Dans ma région il a plu sans discontinuer durant presque 3 jours. Cela avait commencé durant la nuit puis sans cesse de l’eau qui tombe du ciel, encore et encore.
De ma fenêtre je regardais la rivière Ariège qui heureusement restait dans son lit mais gonflait, gonflait.
Durant ces trois journées je suis restée cloîtrée à la maison, comme pas mal de gens aussi. Ne sortaient que celles et ceux qui avaient vraiment quelque chose à faire à l’extérieur ou y étaient forcés pour se rendre à l’école ou au travail.
Ayant pas mal d’occupations à la maison , cela ne m’a posé aucun problème mais sortir , cela aurait signifié une fois rentré chez soi, se mettre dans la machine à essorer à 1200 tours minutes (rires)

Bon, après ces évènements, et comme depuis une bonne semaine il fait vraiment grand beau chez moi (soleil, ciel d’un bleu incroyable mais froid, tres froid … c’est l’hiver quoi !), dimanche matin je suis sortie à la fraîche pour une promenade de deux bonnes heures. (un pot au feu que j’avais confectionné la veille m’attendrait pour me réchauffer).

Le petit ruisseau qui avait occasionné une belle crue à une dizaine de minutes de chez moi était bien sage.  Une jolie lumière descendait sur lui.

l’hiver en Ariège après la crue

3 272/365 – Ariège-Quotidien- Promenade vivifiante

Après une trop longue semaine de temps couvert, humide,brumeux,maussade et à rester à la maison (hormis une sortie réellement nécessaire), depuis hier il fait un temps réellement splendide.

Mes jambes réclamant de bouger je me dis que je passerais en vitesse au jardin pour voir si on m’a bien apporté les deux ou trois seaux de sable ; que j’y resterais pour un petit bricolage (besoin de clouer des planches dans le mini cabanon que j’ai construit avec des palettes de récupération, une tôle récupérée et des tuiles récupérées elles aussi ; puis que je ferais peut-être une promenade au grand air.
Il fait superbe mais frais, vraiment très frais . Mais le temps est sec,  la matinée sera superbe, je le sens , et je vais m’amuser.

Après avoir traversé le hameau et dépassé le petit chateau j’entamme la montée à travers le petit bois et en profite pour ramasser un grand sac de feuilles mortes que je mettrai sur le tas de compost. Les branches de noisetiers (gourmands et autres) je viendrai en couper un autre jour pour ne pas me surcharger (et porter tout cela durant pres de 1 km encore …)C’est avec plaisir que je respire le parfum des feuilles mouillées par la météo de cette dernière semaine, que je regarde à travers les arbres ce ciel qui commence à devenir de plus en plus bleu.
Faire attention surtout à ne pas glisser. Ce sentier a dû être pavé il y a bien des années et des pierres apparaissent encore ici où là, recouvertes par de la terre et des débris végétaux déposés au fil des années .

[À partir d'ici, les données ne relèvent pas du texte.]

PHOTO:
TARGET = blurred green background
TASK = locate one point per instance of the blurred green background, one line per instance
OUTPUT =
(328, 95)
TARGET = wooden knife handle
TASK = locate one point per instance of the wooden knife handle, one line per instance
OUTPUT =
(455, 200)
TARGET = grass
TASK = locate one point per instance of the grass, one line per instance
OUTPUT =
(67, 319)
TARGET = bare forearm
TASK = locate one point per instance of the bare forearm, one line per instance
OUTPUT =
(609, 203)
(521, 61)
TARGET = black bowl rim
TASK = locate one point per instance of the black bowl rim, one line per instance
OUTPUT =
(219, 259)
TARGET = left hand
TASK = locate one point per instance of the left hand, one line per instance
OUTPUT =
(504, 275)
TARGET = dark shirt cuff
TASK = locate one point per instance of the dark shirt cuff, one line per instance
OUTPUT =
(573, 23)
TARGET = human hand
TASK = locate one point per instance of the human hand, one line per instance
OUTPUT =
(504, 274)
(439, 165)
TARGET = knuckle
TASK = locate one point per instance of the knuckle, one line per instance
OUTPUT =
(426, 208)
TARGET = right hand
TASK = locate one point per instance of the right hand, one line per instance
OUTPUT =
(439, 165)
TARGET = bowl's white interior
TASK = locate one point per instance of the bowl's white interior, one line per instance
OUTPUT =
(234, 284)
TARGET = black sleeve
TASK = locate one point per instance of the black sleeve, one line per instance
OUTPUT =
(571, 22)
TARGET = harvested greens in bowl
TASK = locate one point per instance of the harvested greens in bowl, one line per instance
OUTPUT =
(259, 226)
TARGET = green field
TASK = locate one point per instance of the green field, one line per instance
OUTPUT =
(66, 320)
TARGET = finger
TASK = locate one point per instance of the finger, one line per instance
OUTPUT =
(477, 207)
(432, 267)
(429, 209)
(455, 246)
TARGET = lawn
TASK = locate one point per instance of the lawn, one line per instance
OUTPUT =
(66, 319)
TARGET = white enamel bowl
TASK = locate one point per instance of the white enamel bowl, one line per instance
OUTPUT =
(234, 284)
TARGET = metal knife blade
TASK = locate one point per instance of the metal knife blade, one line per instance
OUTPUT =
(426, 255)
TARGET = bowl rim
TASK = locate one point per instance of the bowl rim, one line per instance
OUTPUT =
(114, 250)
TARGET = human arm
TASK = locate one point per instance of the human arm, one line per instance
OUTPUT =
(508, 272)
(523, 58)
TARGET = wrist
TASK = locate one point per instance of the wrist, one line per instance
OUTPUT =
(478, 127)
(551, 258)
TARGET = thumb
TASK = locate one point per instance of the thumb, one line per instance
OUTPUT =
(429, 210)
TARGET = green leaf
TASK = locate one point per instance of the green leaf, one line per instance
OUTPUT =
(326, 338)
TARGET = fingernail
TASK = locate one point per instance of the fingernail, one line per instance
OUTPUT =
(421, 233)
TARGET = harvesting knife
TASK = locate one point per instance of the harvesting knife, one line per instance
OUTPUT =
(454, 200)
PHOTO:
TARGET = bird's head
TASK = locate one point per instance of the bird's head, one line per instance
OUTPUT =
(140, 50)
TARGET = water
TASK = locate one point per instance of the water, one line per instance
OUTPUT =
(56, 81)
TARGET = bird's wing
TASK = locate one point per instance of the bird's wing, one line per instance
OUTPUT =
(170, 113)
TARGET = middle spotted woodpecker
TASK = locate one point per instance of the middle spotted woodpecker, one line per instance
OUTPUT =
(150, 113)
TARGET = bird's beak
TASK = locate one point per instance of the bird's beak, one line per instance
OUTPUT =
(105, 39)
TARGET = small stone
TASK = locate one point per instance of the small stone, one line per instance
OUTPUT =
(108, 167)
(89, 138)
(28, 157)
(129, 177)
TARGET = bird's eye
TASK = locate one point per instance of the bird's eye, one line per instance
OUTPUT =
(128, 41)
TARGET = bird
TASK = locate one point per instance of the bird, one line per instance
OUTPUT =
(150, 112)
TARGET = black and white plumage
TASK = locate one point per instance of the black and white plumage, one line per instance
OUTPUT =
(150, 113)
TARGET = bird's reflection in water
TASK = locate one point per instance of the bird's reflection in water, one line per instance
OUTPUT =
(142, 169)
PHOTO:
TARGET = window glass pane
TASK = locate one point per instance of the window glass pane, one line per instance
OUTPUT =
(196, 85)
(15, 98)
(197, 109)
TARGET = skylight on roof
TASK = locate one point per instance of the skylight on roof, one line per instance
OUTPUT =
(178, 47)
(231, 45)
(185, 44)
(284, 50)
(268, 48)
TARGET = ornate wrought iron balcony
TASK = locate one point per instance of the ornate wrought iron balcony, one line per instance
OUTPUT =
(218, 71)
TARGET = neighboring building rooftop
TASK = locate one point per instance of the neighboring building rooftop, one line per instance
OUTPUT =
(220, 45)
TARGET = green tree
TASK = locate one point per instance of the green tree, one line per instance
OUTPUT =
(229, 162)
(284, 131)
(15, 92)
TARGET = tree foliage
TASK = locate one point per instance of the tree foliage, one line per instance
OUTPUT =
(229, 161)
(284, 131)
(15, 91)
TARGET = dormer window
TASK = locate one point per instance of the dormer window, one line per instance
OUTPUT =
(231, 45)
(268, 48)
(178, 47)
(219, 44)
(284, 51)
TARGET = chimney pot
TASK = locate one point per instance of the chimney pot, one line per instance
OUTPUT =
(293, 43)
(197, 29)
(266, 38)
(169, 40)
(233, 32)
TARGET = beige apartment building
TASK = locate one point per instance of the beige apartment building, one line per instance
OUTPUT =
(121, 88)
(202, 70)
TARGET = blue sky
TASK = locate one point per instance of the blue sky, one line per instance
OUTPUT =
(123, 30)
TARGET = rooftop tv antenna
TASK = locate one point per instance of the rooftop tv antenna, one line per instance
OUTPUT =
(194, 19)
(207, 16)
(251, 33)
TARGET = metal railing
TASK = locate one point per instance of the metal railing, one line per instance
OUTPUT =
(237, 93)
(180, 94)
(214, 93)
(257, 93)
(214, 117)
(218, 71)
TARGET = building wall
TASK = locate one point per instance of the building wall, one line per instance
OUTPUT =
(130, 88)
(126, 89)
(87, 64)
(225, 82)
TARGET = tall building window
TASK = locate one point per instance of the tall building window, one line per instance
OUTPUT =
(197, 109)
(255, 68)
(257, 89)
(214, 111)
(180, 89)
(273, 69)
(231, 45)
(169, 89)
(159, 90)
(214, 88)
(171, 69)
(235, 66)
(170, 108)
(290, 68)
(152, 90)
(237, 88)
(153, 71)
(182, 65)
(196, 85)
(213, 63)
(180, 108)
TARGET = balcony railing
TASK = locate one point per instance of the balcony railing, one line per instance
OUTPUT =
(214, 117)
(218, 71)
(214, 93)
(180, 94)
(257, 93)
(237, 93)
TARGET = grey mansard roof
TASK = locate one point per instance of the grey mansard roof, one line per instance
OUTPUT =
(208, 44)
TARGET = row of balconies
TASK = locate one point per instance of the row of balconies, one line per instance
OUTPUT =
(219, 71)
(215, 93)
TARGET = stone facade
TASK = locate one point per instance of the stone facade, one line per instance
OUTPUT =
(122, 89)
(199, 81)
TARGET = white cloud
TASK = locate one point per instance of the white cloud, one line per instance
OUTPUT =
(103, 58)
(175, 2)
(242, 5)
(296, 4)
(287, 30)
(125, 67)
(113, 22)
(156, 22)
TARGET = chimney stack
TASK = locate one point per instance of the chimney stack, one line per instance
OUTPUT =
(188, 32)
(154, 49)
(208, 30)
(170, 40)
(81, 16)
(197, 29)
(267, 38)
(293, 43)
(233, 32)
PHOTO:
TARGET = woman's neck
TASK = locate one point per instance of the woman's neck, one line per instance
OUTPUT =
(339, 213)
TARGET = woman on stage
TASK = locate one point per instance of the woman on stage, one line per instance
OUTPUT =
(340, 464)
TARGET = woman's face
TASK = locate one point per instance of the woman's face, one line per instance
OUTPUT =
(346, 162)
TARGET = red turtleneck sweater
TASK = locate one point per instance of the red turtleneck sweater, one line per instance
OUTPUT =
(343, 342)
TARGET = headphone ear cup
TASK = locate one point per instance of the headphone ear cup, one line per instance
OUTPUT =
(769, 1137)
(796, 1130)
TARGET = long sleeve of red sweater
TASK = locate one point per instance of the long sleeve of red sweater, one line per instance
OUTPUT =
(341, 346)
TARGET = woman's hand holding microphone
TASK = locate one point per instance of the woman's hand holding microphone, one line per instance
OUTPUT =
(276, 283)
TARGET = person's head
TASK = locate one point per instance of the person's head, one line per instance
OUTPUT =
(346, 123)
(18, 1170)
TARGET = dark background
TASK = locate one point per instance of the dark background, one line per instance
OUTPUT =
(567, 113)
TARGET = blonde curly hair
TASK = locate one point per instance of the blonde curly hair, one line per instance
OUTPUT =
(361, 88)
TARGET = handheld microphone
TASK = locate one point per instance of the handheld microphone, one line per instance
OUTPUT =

C’est en même temps que le marchand de sable que j’arrive sur mon terrain et je réceptionne donc deux grands seaux que je m’empresse de mettre sous abris dans mon mini cabanon.
Après avoir effectué mon bricolage, je m’enfile une tasse de café noir encore bien chaud pour avoir l’énergie nécessaire de repartir
Mais avec ce paysage devant les yeux, quel plaisir de marcher .
Je traverserai la prairie pour rejoindre le chemin qui passe derrière les bâtiments de ferme (non visibles sur la photo) et j’ai bien envie de faire connaissance avec le petit chemin des bergers pour rejoindre une petite route que je connais tres bien maintenant (et qui est un des deux trajets que j’emprunte pour me rendre ua jardin).
Mon bâton m’est fort utile, la marche en montée est moins fatigante pour le coeur (qui cogne assez fort par moment) et est utile également pour ne pas tomber.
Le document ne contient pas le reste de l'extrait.